Linha Livre com Geraldo Castro | ANAJATUBA – MPMA requer fiscalização estadual da área de campos inundáveis
Quinta-feira, 1 de outubro de 2020.

ANAJATUBA – MPMA requer fiscalização estadual da área de campos inundáveis

O Ministério Público do Maranhão (MPMA) ajuizou, em 28 de novembro, Ação Civil Pública com pedido de tutela de urgência, requerendo que o Estado do Maranhão seja obrigado a adotar, em 30 dias, medidas de fiscalização na área dos campos inundáveis no município de Anajatuba.

Na manifestação, o promotor de justiça Rodrigo Alves Cantanhede solicita, ainda, a responsabilização penal, administrativa e cível de todos que promoveram interferências indevidas na região de Área de Proteção Ambiental (APA) da Baixada Maranhense.

ENTENDA O CASO

A região de campos inundáveis foi reconhecida pela Constituição Estadual como área de relevante interesse ecológico. A proteção foi devidamente detalhada com a criação da APA.

Em 2015, após denúncias sobre instalação irregular de cercas em área de campos inundáveis no município, a Promotoria de Justiça de Anajatuba instaurou Inquérito Civil para apurar a situação.

Durante a investigação, foram constatadas a criação de búfalos e a instalação de açudes na área dos campos inundáveis.

O MPMA também emitiu Recomendações a diversos proprietários identificados como responsáveis pela instalação das cercas. Mesmo com as Recomendações, eles persistiram com a instalação de cercas e criação de açudes.

No ano de 2016, o Ministério Público ajuizou ações civis contra diversos proprietários.

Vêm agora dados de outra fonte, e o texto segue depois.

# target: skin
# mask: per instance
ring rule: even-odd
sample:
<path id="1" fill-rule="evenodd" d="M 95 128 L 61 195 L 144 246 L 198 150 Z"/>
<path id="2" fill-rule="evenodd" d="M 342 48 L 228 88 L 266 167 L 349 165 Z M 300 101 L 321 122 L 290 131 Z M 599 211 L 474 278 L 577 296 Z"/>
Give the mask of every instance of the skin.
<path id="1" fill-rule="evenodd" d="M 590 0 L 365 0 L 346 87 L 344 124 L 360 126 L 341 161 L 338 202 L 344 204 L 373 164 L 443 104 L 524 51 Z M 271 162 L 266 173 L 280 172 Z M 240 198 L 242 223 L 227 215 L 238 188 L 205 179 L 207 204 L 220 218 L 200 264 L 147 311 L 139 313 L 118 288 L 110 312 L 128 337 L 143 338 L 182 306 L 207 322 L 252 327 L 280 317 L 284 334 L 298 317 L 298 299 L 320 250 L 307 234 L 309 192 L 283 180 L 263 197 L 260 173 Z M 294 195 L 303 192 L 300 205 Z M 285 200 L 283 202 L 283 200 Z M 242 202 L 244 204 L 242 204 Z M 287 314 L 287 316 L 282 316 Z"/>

“Várias comunidades de Anajatuba sobrevivem de agricultura familiar e pesca, na área dos campos alagados. Algumas cercas são elétricas e ficam submersas, constituindo risco às famílias usam a região para subsistência”, explica o promotor de justiça.

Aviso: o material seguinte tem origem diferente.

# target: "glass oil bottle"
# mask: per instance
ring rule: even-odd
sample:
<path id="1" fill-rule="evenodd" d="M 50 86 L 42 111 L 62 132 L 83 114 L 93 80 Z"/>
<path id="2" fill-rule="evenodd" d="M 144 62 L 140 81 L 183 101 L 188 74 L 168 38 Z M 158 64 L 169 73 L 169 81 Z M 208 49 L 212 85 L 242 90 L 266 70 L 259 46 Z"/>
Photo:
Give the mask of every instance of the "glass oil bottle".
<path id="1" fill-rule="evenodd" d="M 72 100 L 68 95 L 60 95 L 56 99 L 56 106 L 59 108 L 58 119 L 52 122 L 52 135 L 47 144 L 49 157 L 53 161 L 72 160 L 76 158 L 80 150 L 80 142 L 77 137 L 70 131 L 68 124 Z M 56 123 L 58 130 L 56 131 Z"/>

Ainda segundo ele, a criação de búfalos na área resulta em reflexos ambientais negativos. Por isso, a atividade foi proibida pelo Decreto Estadual n° 11.900, de 11 de junho de 1991, que regulamentou a Lei Estadual nº 5.047/1997.

OMISSÃO ESTADUAL

Também em 2016, o Estado do Maranhão realizou a operação Baixada Livre, que resultou no encaminhamento ao MPMA de diversos relatórios de fiscalização.

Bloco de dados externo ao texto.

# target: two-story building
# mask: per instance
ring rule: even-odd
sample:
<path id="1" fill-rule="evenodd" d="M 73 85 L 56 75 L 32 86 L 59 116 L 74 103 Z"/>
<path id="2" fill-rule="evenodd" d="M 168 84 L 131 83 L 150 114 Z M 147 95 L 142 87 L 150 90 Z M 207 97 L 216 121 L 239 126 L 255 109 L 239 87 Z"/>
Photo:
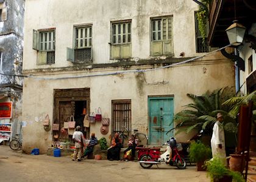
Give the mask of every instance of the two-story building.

Apesar da operação, continuou a exploração indevida dos campos inundáveis, criando um cenário de conflitos e resultando em diversos crimes de ameaça.

Segundo o MPMA, apesar da proteção legal à área dos campos inundáveis e conferida pela Convenção de Ramsar (Irã), é possível observar a omissão do Estado do Maranhão quanto ao problema, sem adotar medidas eficazes na proteção da APA da Baixada Maranhense.

“As fiscalizações realizadas pelo Poder Público Estadual são esporádicas e insuficientes, gerando reflexos ambientais e conflitos agrários”, aponta o promotor de justiça.

Ainda de acordo com Rodrigo Cantanhede, a situação não é exclusiva de Anajatuba. Afeta toda a APA da Baixada Maranhense, onde se observam cercamento de áreas públicas, construções sem os devidos licenciamentos ambientais e a criação de gado bubalino.

O quadro também motivou o ajuizamento de ACPs, nas comarcas de Matinha e Arari, tratando da omissão estadual quanto à questão.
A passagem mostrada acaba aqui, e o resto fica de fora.